When a processor is waiting for data or instructions, time is wasting. The longer it takes for data and instructions to get to the CPU, the worse it gets. When data and instructions are in cache, the processor can grab them much quicker than when having to go to slow main memory. Not only is cache latency much lower than DRAM latency, the bandwidth is much higher.
There are some trick programming techniques in use out there to keep often-used data and instructions in cache and they are not the kind of techniques you learn in your high school BASIC course. Still, the easiest way to keep data and instructions in cache is to have a lot of cache to keep them in. Intel knew that when they designed the Itanium.
The Itanium has three levels of cache. L1 and L2 are on-die while L3 is on cartridge. According to Intel, the L3 cache weighs in at 2MB or 4MB of four-way set associative cache on two or four 1MB chips. IDC reports that the L2 cache size is 96k in size, and the L1 cache, which does not deal with floating point data, has a 16KB integer data and a 16KB instruction cache.
The 294.8 million transistors of (4MB) level three cache runs at the full processor speed, giving 12.8GBps of memory bandwidth at 800MHz. With 2MB or 4MB of L3 cache on the Itanium, the chances of the required data and instructions being in cache are quite good, bus traffic can be reduced, and performance increases. With six pipelines hungry for instructions and data, the Itanium needs all the cache it can get.
To make caching even more effective, Intel uses data speculation and cache hints. Data speculation is caching and calling for data that may be needed or may be changed before it is needed, so that, in the case that the data is needed and it has not changed, the CPU does not have to take a latency impact from calling for the data. The processor, with the help of compiled instructions, looks ahead, anticipates what info it may need, and then brings it to cache or into the processor. This helps hide memory latency. Cache hints are two-bit markers for memory loads set by the compiler that help the CPU find data in cache. This improves the speed of retrieving data from cache.

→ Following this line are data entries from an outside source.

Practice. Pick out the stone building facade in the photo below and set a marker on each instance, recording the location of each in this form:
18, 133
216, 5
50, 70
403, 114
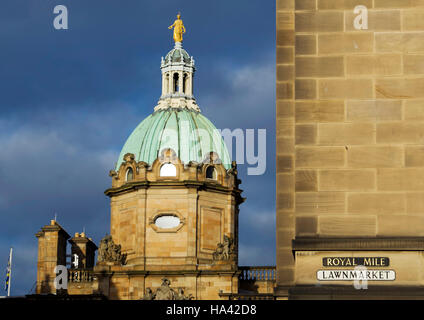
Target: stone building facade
350, 144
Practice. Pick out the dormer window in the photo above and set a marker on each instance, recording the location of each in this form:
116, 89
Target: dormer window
168, 170
129, 175
211, 173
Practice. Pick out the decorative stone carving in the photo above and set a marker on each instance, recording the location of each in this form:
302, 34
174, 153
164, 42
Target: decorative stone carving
225, 250
165, 292
110, 252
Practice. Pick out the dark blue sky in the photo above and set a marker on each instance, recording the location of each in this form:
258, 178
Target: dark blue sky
70, 98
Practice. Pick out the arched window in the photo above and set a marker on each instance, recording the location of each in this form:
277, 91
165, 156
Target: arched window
168, 170
129, 175
176, 82
211, 173
185, 82
167, 83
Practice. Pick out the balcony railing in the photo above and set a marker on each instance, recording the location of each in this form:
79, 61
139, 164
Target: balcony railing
80, 275
257, 273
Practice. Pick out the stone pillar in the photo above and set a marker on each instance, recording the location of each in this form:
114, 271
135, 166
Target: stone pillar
171, 82
285, 145
85, 249
51, 253
190, 84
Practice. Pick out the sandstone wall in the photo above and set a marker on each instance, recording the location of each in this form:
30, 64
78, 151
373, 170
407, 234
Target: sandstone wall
350, 122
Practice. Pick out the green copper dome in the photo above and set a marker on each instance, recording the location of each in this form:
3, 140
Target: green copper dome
190, 134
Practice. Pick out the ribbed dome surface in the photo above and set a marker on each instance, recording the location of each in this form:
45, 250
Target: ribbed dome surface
190, 134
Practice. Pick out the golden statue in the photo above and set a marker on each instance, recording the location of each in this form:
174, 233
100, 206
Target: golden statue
179, 29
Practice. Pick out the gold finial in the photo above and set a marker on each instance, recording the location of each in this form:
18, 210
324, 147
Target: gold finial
179, 29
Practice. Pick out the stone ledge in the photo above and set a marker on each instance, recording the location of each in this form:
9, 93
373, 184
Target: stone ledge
358, 244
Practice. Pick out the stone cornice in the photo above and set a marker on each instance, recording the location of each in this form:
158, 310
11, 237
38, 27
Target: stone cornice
135, 185
359, 244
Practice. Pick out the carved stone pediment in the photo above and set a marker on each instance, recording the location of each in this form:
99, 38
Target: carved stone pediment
224, 250
165, 292
110, 252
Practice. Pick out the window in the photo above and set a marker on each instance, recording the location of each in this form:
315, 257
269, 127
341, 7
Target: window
129, 175
185, 82
211, 173
167, 221
176, 82
168, 170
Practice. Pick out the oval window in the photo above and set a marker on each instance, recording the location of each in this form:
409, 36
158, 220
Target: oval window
168, 170
167, 222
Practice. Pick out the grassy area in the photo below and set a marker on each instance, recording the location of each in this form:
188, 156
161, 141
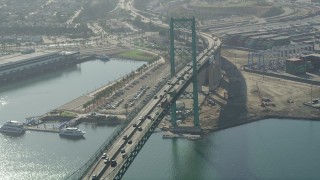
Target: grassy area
136, 55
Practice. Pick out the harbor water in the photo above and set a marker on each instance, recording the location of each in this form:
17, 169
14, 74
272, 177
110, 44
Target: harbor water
39, 155
266, 149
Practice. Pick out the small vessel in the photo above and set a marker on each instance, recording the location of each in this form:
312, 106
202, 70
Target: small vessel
12, 127
104, 57
71, 132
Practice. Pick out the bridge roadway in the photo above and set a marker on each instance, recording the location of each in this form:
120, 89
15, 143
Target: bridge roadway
148, 119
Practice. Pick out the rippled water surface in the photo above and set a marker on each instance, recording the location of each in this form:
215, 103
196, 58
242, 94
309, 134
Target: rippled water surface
39, 155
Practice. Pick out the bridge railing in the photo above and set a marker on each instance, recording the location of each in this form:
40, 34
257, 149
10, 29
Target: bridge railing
83, 170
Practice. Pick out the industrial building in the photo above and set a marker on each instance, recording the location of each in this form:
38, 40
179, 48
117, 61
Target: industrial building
313, 60
264, 39
296, 66
16, 66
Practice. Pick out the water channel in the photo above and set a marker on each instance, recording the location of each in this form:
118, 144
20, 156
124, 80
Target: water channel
39, 155
267, 149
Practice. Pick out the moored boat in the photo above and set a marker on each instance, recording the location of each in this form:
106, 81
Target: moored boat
12, 127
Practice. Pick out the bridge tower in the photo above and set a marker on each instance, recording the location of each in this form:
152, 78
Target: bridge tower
183, 25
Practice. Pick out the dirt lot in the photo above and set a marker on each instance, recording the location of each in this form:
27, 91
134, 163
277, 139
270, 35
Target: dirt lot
240, 97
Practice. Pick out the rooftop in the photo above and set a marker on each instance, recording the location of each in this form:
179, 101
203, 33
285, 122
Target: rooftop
294, 59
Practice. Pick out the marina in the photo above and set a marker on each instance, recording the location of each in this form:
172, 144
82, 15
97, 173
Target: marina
66, 154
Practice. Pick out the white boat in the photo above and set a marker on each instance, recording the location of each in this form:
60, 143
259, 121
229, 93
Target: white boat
71, 132
12, 127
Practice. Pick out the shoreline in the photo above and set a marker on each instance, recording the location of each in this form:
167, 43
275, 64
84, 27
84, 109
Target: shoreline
245, 91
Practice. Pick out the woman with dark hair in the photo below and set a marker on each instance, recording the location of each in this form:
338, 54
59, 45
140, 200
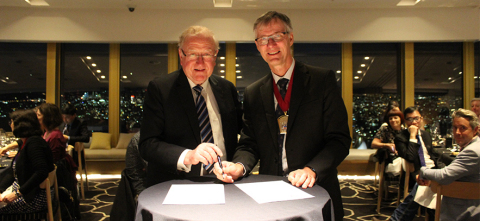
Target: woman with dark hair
50, 118
20, 185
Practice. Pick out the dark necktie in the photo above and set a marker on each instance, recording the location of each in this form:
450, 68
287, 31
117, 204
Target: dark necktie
204, 122
282, 87
420, 151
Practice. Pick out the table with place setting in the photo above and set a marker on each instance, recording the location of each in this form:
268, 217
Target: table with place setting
238, 204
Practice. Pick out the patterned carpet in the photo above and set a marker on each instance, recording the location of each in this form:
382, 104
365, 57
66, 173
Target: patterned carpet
359, 200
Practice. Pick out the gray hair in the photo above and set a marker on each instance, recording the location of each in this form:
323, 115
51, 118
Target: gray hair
468, 115
475, 99
197, 31
270, 16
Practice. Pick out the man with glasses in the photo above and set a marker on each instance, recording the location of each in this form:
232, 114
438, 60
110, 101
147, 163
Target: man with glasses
295, 121
415, 146
190, 116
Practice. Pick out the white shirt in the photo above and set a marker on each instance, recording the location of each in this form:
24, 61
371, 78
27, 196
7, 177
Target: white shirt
428, 161
215, 123
288, 76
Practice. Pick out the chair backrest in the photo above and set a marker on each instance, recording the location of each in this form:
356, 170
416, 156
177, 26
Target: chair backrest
79, 146
457, 189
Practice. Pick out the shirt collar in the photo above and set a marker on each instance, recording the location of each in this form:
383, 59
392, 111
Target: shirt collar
287, 75
205, 84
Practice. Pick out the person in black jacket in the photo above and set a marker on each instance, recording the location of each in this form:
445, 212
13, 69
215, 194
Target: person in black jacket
21, 185
74, 130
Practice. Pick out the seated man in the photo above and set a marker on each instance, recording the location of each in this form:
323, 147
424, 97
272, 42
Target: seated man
465, 168
415, 146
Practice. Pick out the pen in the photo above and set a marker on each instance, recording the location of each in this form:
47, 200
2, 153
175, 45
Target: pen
220, 164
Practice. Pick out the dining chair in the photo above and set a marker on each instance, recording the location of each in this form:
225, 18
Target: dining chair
457, 189
79, 148
52, 206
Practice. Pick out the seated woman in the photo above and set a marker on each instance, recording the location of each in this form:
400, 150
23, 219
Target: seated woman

A major link in the food delivery system for the Itanium is the system bus. The Itanium will use a 2.1GBps multi-drop system bus to keep well fed with data and instructions. We expect it will have a 128-bit 133MHz bus. The memory subsystem and I/O will be determined by the chipset used. First generation systems should use dual-memory ported SDRAM giving 4.2GBps of memory bandwidth. Later generations will have the option to use DDR SDRAM or RDRAM. Eventually, Intel plans on moving server platforms to DDR II. 64bit, 66MHz PCI and AGP Pro (4x) should be common on Itanium motherboards and support will be included in Intel's 460GX chipset.